LafargeHolcim va recruter une nouvelle directrice financière

Mots clés : Produits et matériaux

Le géant franco-suisse des matériaux de construction a annoncé ce lundi la nomination de Géraldine Picaud, qui entrera en fonction en février 2018.

Elle va devenir l’une des rares femmes à prendre la direction financière d’un groupe du CAC40, en l’occurence LafargeHolcim. Géraldine Picaud va en effet succède à Ron Wirahadiraksa au poste de directrice financière, a annoncé ce lundi le géant franco-suisse. Cette nomination prendra effet à partir du 1er février 2018.

De nationalité française, Géraldine Picaud occupait depuis 2011 le poste de directrice financière d’Essilor, le numéro un mondial des verres ophtalmiques. Avant de rejoindre Essilor, elle travaillait pour le groupe ED&F Man à Winterthur en Suisse, un négoce international spécialisé dans les matières premières, après avoir passé 13 ans en tant que Directrice financière de Safic Alcan, un distributeur de produits chimiques. « Elle est reconnue pour avoir obtenu des résultats et des restructurations dans des environnements et marchés mondiaux complexes, ce qui en fait la personne idéale pour rejoindre notre équipe dirigeante et aborder la prochaine étape de notre croissance », s’est félicité Jan Jenisch, le nouveau directeur général de LafargeHoclim. Cette décision intervient cinq semaines après le départ d’Eric Olsen qui avait démissionné pour apaiser les tensions autour du dossier sur la Syrie.

 

Repositionnement du groupe

 

« A notre avis, la nomination d’une nouvelle directrice est une indication claire que le nouveau directeur général a commencé à mettre en place une équipe compétente autour de lui pour repositionner l’entreprise », a réagi dans une note Bernd Pomrehn, analyste chez Vontobel.  Cette décision intervient cinq semaines seulement après l’entrée en fonction de Jan Jenisch, un patron qui s’est bâti une solide réputation auprès des investisseurs en Suisse lors de ses années aux commandes de Sika. 

Parmi les prochaines étapes possibles, le nouveau directeur général pourrait simplifier la structure du groupe et réduire les frais généraux, a estimé l’analyste.
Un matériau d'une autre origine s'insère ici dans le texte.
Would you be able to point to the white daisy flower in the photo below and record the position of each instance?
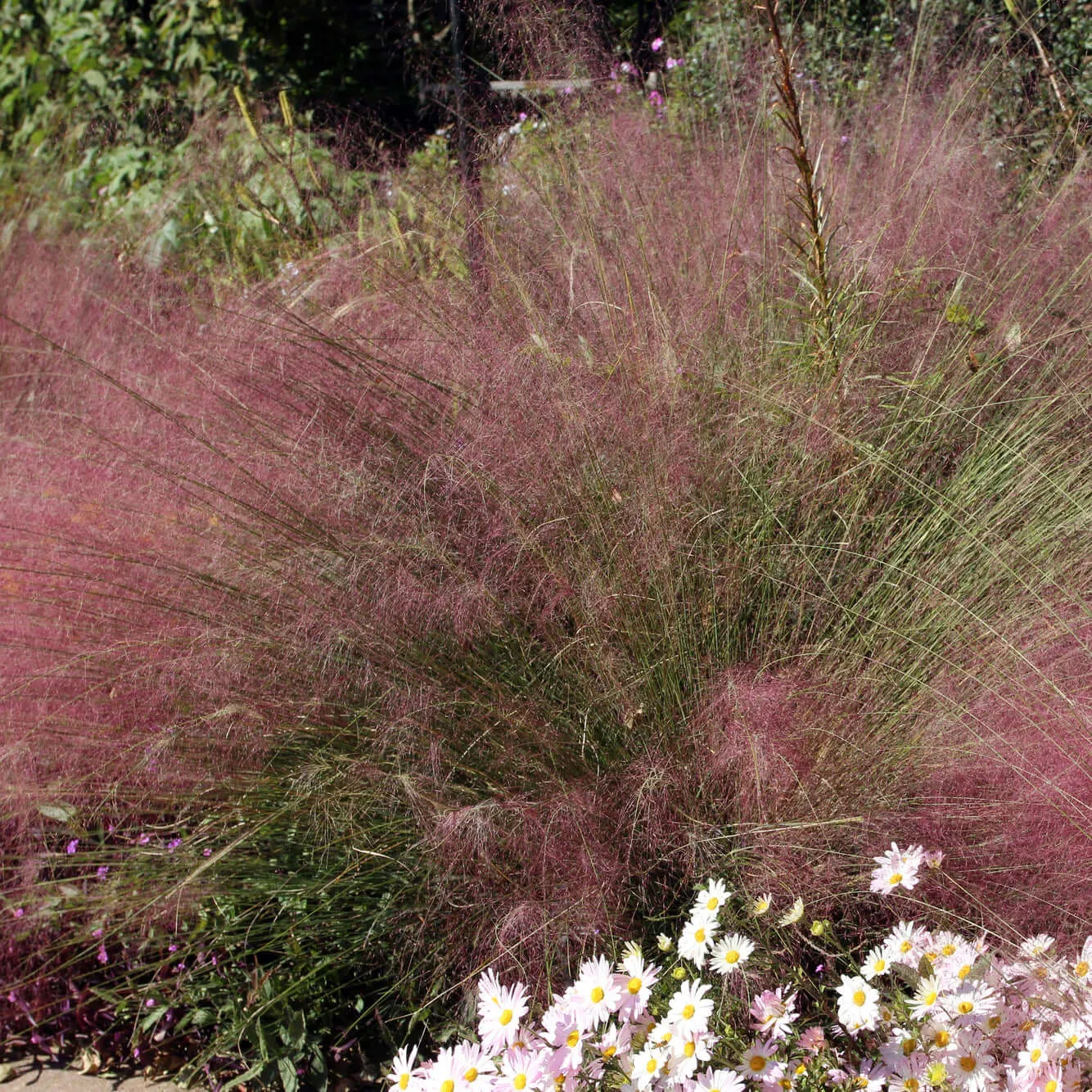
(597, 993)
(857, 1004)
(731, 954)
(876, 964)
(758, 1059)
(402, 1075)
(690, 1009)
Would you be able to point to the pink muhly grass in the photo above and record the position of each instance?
(526, 545)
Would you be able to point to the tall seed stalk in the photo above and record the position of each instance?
(813, 241)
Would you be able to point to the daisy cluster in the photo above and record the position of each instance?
(923, 1010)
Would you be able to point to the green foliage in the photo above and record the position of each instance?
(847, 48)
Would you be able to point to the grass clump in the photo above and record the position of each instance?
(449, 625)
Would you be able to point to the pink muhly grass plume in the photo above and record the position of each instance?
(605, 584)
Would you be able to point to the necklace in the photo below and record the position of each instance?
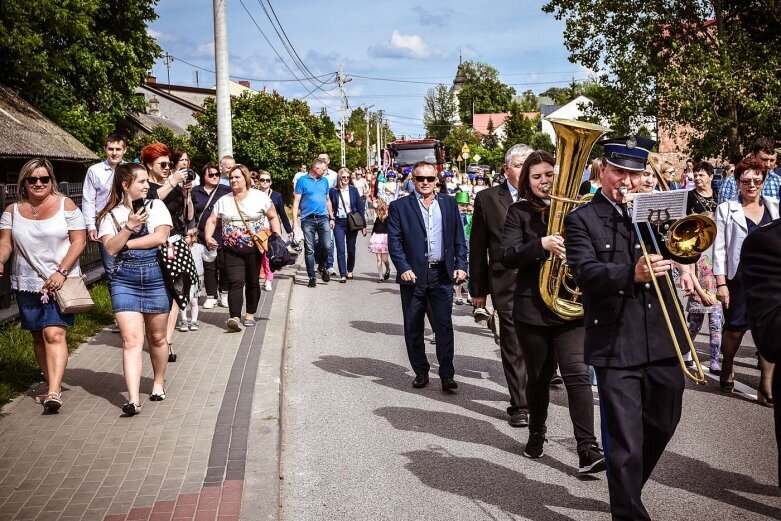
(36, 209)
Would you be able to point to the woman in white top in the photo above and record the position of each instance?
(242, 258)
(132, 228)
(735, 220)
(46, 232)
(344, 200)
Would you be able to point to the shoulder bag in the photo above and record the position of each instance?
(355, 220)
(73, 296)
(261, 237)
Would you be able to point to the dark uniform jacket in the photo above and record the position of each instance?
(522, 249)
(761, 272)
(624, 323)
(487, 274)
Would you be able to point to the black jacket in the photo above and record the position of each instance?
(522, 250)
(624, 323)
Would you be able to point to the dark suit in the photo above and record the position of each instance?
(640, 382)
(407, 245)
(487, 276)
(761, 274)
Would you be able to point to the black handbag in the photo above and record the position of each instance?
(355, 220)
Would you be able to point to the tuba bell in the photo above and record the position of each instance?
(574, 141)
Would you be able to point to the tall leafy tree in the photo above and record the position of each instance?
(482, 91)
(518, 128)
(78, 62)
(710, 66)
(439, 108)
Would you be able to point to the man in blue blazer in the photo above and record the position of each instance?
(427, 245)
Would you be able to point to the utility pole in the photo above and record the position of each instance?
(168, 60)
(224, 131)
(341, 80)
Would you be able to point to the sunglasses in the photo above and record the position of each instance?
(45, 180)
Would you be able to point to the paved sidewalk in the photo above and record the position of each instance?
(183, 458)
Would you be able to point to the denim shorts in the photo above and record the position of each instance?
(137, 285)
(35, 315)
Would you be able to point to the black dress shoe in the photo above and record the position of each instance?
(420, 381)
(448, 384)
(519, 419)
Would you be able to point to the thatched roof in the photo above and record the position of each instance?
(25, 132)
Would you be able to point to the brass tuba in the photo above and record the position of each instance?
(574, 141)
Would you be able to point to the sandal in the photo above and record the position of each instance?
(53, 402)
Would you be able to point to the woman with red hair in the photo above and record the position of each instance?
(173, 189)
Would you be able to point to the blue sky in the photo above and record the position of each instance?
(403, 39)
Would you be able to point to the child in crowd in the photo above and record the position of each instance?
(464, 204)
(200, 254)
(378, 243)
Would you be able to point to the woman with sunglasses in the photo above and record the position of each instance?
(264, 185)
(736, 219)
(242, 214)
(170, 186)
(46, 232)
(345, 199)
(204, 197)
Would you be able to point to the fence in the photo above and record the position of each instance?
(90, 258)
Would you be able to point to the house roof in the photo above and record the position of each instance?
(25, 132)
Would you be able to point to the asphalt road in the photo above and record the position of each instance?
(359, 443)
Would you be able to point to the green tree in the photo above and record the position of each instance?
(269, 133)
(708, 65)
(78, 62)
(460, 135)
(517, 127)
(528, 102)
(439, 108)
(482, 91)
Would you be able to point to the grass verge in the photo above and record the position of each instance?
(18, 368)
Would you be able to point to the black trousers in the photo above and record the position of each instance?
(435, 289)
(214, 276)
(242, 267)
(641, 407)
(542, 346)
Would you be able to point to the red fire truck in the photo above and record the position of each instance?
(407, 152)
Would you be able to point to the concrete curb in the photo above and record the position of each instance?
(260, 499)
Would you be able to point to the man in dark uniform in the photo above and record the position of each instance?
(640, 382)
(489, 277)
(761, 274)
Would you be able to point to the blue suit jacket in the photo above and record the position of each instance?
(356, 203)
(407, 237)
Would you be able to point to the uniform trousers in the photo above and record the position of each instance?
(641, 407)
(432, 289)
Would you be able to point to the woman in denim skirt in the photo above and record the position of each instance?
(47, 233)
(132, 229)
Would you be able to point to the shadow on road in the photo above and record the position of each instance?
(472, 478)
(682, 472)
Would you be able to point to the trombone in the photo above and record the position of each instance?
(687, 238)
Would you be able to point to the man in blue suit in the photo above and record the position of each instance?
(427, 245)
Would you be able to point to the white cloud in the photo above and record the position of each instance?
(403, 46)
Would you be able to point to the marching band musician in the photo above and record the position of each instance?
(542, 334)
(640, 382)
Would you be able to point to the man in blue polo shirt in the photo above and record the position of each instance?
(317, 217)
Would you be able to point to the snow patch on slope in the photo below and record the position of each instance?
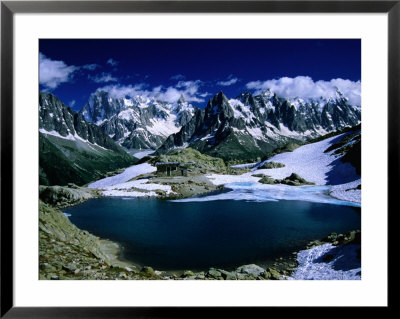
(343, 265)
(126, 175)
(311, 163)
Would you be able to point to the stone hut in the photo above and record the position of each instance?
(171, 169)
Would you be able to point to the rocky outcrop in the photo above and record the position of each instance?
(60, 196)
(292, 180)
(250, 126)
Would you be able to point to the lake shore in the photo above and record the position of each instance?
(105, 261)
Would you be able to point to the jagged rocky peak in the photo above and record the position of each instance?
(181, 100)
(254, 124)
(138, 122)
(219, 104)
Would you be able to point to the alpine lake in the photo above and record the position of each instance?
(178, 235)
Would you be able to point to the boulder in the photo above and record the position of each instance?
(251, 269)
(214, 273)
(274, 274)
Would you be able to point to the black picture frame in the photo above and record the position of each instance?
(9, 8)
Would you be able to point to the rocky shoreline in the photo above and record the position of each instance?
(66, 253)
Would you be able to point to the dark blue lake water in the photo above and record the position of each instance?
(197, 235)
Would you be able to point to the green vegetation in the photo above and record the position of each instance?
(289, 147)
(63, 161)
(292, 180)
(197, 161)
(270, 165)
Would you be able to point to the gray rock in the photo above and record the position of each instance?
(251, 269)
(214, 273)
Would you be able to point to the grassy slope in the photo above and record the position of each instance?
(64, 161)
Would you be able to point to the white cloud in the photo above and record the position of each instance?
(112, 62)
(52, 73)
(102, 78)
(177, 77)
(305, 87)
(230, 81)
(91, 67)
(189, 90)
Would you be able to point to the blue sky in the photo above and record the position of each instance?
(198, 69)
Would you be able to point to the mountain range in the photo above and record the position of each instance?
(242, 128)
(96, 139)
(72, 150)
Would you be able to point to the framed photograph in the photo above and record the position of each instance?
(163, 155)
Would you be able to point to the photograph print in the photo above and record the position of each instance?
(199, 159)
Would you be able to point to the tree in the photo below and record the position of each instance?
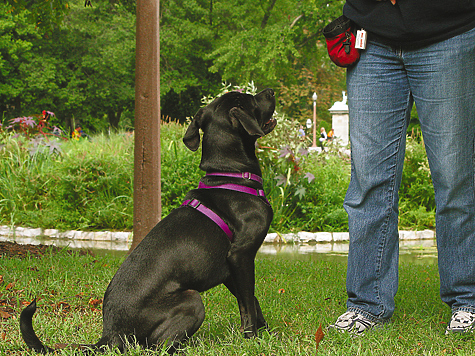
(83, 71)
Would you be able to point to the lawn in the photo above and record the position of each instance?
(296, 296)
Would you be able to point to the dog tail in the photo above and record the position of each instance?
(27, 332)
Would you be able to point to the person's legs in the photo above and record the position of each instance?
(442, 79)
(380, 102)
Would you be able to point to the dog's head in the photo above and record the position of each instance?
(233, 115)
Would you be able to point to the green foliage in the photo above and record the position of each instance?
(79, 61)
(83, 70)
(89, 185)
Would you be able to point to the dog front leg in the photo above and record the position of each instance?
(241, 284)
(261, 322)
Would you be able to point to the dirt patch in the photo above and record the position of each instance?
(13, 249)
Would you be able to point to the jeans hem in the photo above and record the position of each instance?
(369, 316)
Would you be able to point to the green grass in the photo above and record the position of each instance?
(296, 296)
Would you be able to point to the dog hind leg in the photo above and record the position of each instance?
(185, 316)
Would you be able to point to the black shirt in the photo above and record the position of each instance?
(412, 23)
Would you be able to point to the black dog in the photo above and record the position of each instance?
(154, 298)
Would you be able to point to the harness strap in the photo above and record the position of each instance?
(238, 188)
(245, 175)
(196, 204)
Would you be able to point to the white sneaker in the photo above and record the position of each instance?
(353, 323)
(461, 322)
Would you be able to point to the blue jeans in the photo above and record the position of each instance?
(382, 88)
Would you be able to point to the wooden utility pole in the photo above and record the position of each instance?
(147, 202)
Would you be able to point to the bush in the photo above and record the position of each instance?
(89, 184)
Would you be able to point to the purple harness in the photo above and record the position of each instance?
(194, 203)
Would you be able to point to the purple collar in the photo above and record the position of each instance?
(244, 175)
(194, 203)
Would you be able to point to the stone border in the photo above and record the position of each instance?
(308, 237)
(126, 237)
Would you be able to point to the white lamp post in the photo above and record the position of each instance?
(314, 97)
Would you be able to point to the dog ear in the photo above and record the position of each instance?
(192, 135)
(248, 122)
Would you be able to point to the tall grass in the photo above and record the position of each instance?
(89, 184)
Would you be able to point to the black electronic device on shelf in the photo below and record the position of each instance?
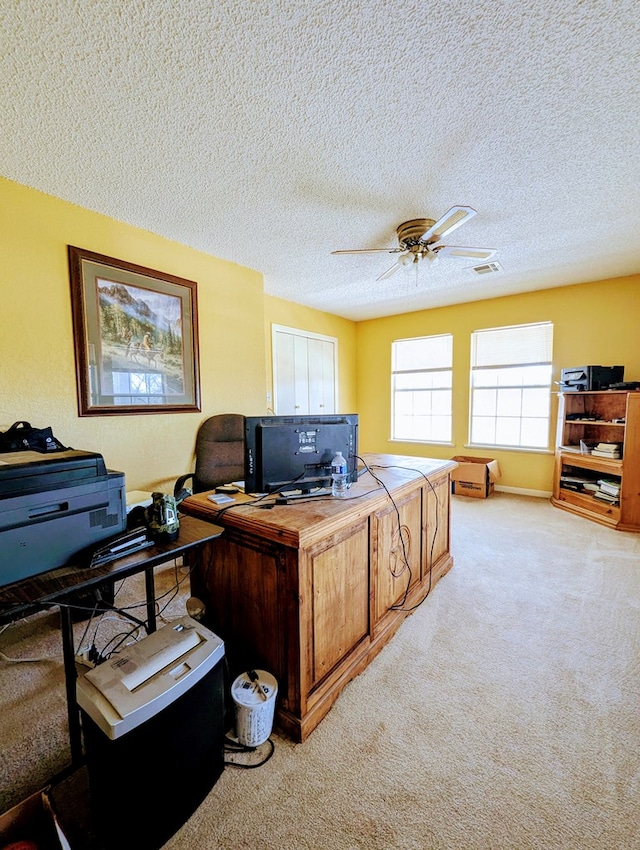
(590, 378)
(285, 453)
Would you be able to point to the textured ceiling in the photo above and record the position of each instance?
(272, 133)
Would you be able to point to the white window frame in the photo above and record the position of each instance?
(422, 392)
(510, 392)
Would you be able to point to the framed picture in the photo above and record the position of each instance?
(136, 337)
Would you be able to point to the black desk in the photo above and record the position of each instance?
(56, 586)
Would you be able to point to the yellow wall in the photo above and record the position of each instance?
(594, 323)
(279, 312)
(36, 342)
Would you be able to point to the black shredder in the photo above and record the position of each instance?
(153, 724)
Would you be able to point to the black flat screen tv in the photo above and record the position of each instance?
(285, 453)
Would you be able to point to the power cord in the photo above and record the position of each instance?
(401, 605)
(233, 746)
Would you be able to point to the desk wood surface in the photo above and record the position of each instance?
(298, 523)
(313, 589)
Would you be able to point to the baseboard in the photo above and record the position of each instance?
(523, 491)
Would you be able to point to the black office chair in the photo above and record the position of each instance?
(219, 454)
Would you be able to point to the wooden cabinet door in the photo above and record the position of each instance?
(337, 588)
(436, 526)
(396, 540)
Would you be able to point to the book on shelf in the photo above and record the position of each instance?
(611, 487)
(606, 497)
(610, 455)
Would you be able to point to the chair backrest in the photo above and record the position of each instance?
(219, 451)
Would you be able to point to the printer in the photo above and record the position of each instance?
(53, 507)
(153, 711)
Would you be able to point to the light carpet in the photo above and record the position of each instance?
(503, 714)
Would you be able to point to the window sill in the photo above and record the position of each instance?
(420, 442)
(517, 449)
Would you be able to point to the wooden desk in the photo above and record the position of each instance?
(56, 586)
(312, 591)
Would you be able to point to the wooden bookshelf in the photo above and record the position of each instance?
(584, 420)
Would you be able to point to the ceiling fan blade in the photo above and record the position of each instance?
(394, 268)
(466, 253)
(449, 221)
(369, 251)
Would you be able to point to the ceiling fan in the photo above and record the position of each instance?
(418, 240)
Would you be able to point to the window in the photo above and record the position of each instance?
(421, 376)
(511, 386)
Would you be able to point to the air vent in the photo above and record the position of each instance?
(487, 268)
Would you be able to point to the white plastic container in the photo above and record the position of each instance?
(339, 471)
(254, 713)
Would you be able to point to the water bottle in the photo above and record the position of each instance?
(339, 484)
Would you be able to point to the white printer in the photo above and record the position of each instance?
(146, 677)
(153, 727)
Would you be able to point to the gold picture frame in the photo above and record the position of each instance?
(135, 337)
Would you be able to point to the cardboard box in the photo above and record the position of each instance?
(474, 476)
(33, 820)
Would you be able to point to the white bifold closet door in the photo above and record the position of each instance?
(304, 372)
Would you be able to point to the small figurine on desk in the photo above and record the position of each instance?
(162, 517)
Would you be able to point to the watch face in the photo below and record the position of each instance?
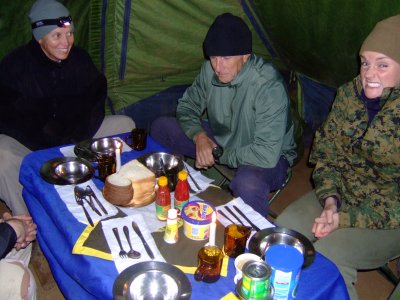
(217, 152)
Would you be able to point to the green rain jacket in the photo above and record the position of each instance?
(360, 164)
(249, 117)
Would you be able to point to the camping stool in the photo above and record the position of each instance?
(229, 173)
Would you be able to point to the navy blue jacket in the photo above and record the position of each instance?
(8, 237)
(44, 103)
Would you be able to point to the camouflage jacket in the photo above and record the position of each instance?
(360, 164)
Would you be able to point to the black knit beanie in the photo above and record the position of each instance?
(228, 36)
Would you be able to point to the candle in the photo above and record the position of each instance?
(213, 226)
(118, 156)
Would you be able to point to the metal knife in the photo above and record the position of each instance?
(233, 214)
(92, 194)
(194, 181)
(91, 204)
(81, 203)
(139, 233)
(246, 218)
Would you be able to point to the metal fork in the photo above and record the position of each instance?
(132, 253)
(122, 253)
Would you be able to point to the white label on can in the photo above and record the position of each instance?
(281, 282)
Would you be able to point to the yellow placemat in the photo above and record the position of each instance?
(80, 248)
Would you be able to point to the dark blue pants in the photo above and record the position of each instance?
(250, 183)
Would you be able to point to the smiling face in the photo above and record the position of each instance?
(378, 72)
(57, 43)
(228, 67)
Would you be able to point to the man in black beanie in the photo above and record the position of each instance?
(239, 103)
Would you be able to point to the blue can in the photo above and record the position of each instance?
(286, 262)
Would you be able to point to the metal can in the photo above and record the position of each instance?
(256, 280)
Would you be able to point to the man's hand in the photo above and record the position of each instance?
(328, 221)
(204, 145)
(24, 228)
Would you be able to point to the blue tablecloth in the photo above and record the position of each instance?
(86, 277)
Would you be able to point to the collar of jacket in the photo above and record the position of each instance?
(239, 78)
(387, 94)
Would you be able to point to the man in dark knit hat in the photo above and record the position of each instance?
(238, 102)
(51, 94)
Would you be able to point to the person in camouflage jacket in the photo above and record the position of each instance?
(353, 214)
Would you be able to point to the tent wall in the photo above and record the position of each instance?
(150, 46)
(151, 50)
(321, 38)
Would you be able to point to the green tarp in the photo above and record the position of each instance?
(163, 38)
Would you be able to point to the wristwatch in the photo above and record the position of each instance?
(217, 152)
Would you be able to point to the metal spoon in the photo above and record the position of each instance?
(82, 193)
(132, 253)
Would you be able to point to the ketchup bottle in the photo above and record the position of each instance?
(163, 199)
(181, 195)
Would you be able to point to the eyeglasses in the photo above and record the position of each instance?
(60, 22)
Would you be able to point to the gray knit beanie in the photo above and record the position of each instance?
(44, 12)
(385, 38)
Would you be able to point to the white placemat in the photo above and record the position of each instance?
(122, 263)
(247, 210)
(203, 181)
(66, 193)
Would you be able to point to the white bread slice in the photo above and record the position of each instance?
(136, 171)
(142, 180)
(118, 180)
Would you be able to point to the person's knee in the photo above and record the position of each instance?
(16, 281)
(159, 126)
(243, 184)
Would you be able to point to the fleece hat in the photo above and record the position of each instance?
(385, 38)
(228, 36)
(47, 15)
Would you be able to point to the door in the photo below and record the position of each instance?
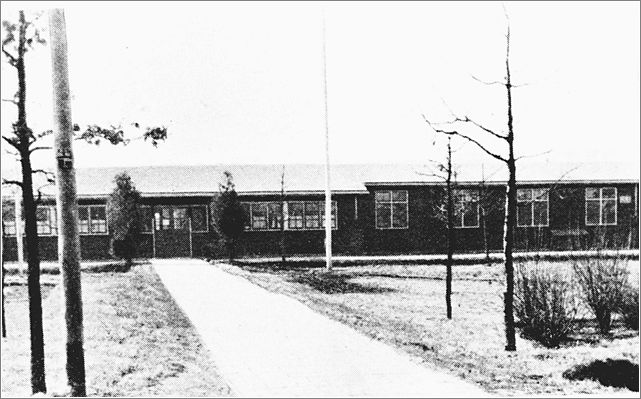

Dans un second temps, il pourrait infléchir les priorités pour se concentrer sur les initiatives en faveur d’une croissance rentable, et non plus seulement sur les réductions de coûts, a poursuivi l’analyste.

« Avec 55% du chiffre d’affaires généré dans les pays émergents, LafargeHolcim a une position bien trop attrayante pour n’être indéfiniment qu’une histoire de réduction des coûts », a-t-il jugé.

 

Vous souhaitez réagir

Pour commenter l'article, vous devez être identifié ou vous inscrire
S'identifier

Pour accéder aux contenus et services en accès libre, identifiez-vous

Mot de passe oublié
S'inscrire

Vous souhaitez vous inscrire aux services proposés en accès libre.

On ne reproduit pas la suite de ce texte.